Late in the evening on Jan. 09, Flipkart sprung a surprise by naming Kalyan Krishnamurthy as its CEO. A former top executive at Flipkart’s largest shareholder, Tiger Global, Krishnamurthy joined the Bengaluru-based company just eight months ago.

This move makes Flipkart the only one among the eight Indian unicorns to have a non-founder CEO. Most of the country’s prominent technology startups continue to be headed by founders even as they grapple with slowing growth.

“This move will create a precedent for others to follow,” said Yugal Joshi, practice director at Texas-based management consulting firm Everest Group. “So far, people used to say that such things (replacing founders with external CEOs) do not happen in India. Now, one of the most prominent companies has a non-founder as its CEO, which means others have an example to follow.”

Letting go

It is a common practice in Silicon Valley for startups to hire CEOs with more experience than the company’s founders. In many cases, it has worked well for the company.

For example, in 2001, Google founders Larry Page and Sergey Brin stepped aside to bring in Eric Schmidt as CEO, just three years after starting the company. It was under Schmidt’s leadership that Google became the world’s third-largest technology company.

However, Indian entrepreneurs have not been too open to the idea of letting go.

Take for instance Infosys, one of India’s most successful technology companies. The Bengaluru-based firm was headed by one co-founder after another for over three decades, despite a steady decline in business growth. It was after 33 years of the company’s inception that, in 2014, Infosys finally brought in Vishal Sikka as CEO, who has now turned around its fortunes.

In May 2016, Punit Soni, a former top executive of Google and Flipkart, had questioned this nature of Indian startups.

“In the US, you’re either taught to become a great CEO or you’re asked to step out to get a professional chief on board. Tell me: In all the Indian unicorns, do you have any situation where the founder is not the CEO?” Soni told The Times of India.

“It’s not easy for Indian founders to let go of power and assets. Founders in India see their businesses as something they will pass down to their grandchildren. It’s a cultural issue that we see even in politics and movies,” said Harish HV, a ‎partner at business consultancy firm Grant Thornton.

Leadership triangle

In Flipkart’s case, while Krishnamurthy will be responsible for operations and financial performance, the company’s co-founders are taking on new roles.

Outgoing CEO and co-founder Binny Bansal will now head a newly-formed entity called Flipkart Group, which will focus on new and high-growth businesses, manage capital allocation across group companies, and ensure that each business has a strong CEO in place.

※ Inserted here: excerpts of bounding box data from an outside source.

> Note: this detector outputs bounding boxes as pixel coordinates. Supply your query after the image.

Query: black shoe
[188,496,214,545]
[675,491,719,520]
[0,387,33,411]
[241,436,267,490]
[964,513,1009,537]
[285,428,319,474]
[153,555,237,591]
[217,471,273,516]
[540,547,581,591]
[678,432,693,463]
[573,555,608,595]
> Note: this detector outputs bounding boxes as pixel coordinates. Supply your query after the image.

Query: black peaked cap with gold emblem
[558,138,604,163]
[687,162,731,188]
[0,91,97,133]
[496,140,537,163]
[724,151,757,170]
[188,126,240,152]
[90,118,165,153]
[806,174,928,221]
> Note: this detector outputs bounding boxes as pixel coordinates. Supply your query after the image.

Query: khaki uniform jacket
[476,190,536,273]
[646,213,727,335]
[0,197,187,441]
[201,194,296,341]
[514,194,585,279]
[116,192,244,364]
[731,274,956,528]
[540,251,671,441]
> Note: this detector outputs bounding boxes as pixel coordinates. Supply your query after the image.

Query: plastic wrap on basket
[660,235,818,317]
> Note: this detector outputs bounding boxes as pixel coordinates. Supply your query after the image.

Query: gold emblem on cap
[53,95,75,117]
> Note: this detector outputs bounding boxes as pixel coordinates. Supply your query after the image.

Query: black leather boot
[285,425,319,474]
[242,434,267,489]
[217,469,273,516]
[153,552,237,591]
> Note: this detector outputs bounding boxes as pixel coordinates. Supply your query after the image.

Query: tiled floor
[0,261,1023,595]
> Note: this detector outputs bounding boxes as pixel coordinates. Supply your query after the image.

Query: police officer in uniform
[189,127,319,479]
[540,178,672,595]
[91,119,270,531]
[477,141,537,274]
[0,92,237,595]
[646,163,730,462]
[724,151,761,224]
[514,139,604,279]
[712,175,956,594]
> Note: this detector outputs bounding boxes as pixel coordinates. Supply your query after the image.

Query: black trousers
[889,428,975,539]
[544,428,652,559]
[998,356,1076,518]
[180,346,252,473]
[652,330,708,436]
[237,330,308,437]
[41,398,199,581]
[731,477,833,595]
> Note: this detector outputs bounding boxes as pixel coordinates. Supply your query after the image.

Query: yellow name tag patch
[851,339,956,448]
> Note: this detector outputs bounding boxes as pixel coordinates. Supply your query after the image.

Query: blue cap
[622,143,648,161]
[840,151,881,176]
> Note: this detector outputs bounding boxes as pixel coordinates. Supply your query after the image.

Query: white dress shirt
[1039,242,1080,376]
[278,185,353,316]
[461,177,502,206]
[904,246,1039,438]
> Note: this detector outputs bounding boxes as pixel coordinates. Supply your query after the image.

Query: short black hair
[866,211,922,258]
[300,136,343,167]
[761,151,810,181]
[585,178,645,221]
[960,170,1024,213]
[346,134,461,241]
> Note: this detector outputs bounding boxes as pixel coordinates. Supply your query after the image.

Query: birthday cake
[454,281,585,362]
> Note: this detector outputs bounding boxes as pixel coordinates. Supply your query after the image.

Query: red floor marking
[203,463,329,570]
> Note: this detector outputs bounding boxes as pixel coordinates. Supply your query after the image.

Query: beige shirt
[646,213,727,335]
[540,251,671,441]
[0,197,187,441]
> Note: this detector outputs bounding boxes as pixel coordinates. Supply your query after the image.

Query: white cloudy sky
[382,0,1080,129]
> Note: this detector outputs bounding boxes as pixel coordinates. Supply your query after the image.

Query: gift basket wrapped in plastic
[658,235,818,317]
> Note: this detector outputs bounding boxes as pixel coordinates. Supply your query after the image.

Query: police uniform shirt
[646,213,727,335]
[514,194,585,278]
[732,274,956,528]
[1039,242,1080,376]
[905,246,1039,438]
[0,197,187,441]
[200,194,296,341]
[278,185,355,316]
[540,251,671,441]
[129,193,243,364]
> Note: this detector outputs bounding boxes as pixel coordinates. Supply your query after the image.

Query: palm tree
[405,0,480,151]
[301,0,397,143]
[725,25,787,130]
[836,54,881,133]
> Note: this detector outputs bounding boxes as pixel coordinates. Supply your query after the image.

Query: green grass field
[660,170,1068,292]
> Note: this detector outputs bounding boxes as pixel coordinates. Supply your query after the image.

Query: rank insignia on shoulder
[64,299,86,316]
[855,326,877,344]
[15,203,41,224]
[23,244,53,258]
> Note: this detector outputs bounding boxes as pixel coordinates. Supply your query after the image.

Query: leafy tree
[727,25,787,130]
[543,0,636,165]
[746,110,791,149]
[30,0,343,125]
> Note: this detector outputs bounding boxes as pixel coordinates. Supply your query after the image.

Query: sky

Krishnamurthy, along with CEOs of fashion business Myntra (including Jabong) and payments arm PhonePe, will report to Bansal.

The other founder, Sachin Bansal, will continue to be Flipkart’s executive chairman, focusing on broader strategy and mentoring top leadership.

“It will be interesting to see how the power equation between the trio works. On the one hand, there are two founders with their passion for the company that they created, on the other is an investor who wants to make money,” Joshi of Everest said. “It’s not impossible to make the equation work, but it will be tough to manage, especially at a time when Flipkart is facing massive challenges from competitor Amazon.”

Flipkart did not respond to an email query.